= Sexual abuse scandal in the Roman Catholic Diocese of Antigonish =

Clerical sexual abuse cases in Canada

There have been various cases of sexual abuse in the Diocese of Antigonish on the part of Roman Catholic clergy.

==1950s cases==
On 7 August 2009, Bishop Raymond Lahey announced that the Diocese of Antigonish had reached a $15 million settlement in a class action lawsuit filed by 125 victims of sexual abuse by Hugh Vincent MacDonald and other diocese priests dating from 1950 to 2009. The investigation began after David Martin committed suicide in April 2002, accusing in his suicide note MacDonald of sexually abusing him in the 1970s. Hugh MacDonald was charged with more than two dozen charges of sexual assaults against children and other members of his former parishes before he died in 2004. The settlement against the diocese was approved by the Supreme Court of Nova Scotia on 10 September 2009. In 2012 the diocese satisfied its legal obligations to pay out $15 million to the victims of sexual abuse, having to sell a large number of its properties, liquidating the bank accounts of many of its churches, and borrowing $6.5 million from private lenders to make the payout.

==Allegations against Bishop Raymond Lahey==
In September 2009, Bishop Raymond Lahey's laptop was seized upon his return to Canada, after having visited parts of Europe. Canada Border Services Agency officers had performed a random search of his computer, uncovering images that raised concerns. Following an investigation Lahey was charged with the importation and possession of child pornography, and he subsequently tendered his resignation as Bishop for the Diocese. Lahey is alleged to have responded to the allegations by stating that he had never abused a child, and that he would "never have any sexual interest in a person under 18".

Subsequent to his arrest, allegations emerged that Lahey had previously been brought to the attention of former St. John's archbishop Alphonsus Liguori Penney in regard to child pornography allegations in the 1980s.

On 21 November 2009 Pope Benedict XVI named Brian Joseph Dunn as the Bishop of the Diocese of Antigonish. Archbishop of Halifax Anthony Mancini had served as Apostolic Administrator from September 2009 until Bishop Dunn's installation on 25 January 2010.

Lahey pleaded guilty to the charges on 4 May 2011. He requested imprisonment, surrendering his right to bail. On 4 January 2012, he was sentenced to 15 months of prison time and 24 months of probation. However, because he had spent 8 months in pre-trial custody, he was given time served and was discharged on the same day. This occurred as a result of a law that was repealed by the federal government in 2010; it had allowed judges to give 2-for-1 credit for time served. This was only possible in Lahey's case because he was charged in 2009, before the law was repealed.
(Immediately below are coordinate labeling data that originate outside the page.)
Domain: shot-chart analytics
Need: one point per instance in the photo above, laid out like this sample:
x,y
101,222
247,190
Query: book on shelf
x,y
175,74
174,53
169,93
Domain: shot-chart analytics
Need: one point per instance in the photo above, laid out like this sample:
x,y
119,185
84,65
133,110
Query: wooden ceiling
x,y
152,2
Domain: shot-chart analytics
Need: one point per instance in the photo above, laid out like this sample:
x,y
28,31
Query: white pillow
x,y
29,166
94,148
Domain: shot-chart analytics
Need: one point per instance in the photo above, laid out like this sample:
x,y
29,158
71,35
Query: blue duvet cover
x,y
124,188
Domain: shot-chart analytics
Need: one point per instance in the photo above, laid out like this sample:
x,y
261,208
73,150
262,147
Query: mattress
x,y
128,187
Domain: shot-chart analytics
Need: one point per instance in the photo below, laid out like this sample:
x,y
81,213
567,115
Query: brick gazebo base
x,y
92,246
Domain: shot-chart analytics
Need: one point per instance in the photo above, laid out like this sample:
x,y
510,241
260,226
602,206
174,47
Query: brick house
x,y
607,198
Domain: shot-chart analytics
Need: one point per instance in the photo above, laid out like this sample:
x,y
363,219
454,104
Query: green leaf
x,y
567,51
On 16 May 2012, it was announced that Raymond Lahey had been defrocked by a decree by Pope Benedict XVI.

==In Canadian literature==
- Canadian writer Linden MacIntyre, fictionalized the ongoing events of the scandal in his award-winning novel The Bishop's Man, which was published in 2009. The novel's guilt-ridden protagonist is a Roman Catholic priest and former fixer for the Diocese of Antigonish named Fr. Duncan MacAskill. After years of quietly burying potential scandals involving the Diocese's priests, Fr. MacAskill has been assigned by his Bishop to a remote parish on Cape Breton Island, Nova Scotia and ordered to maintain a low profile.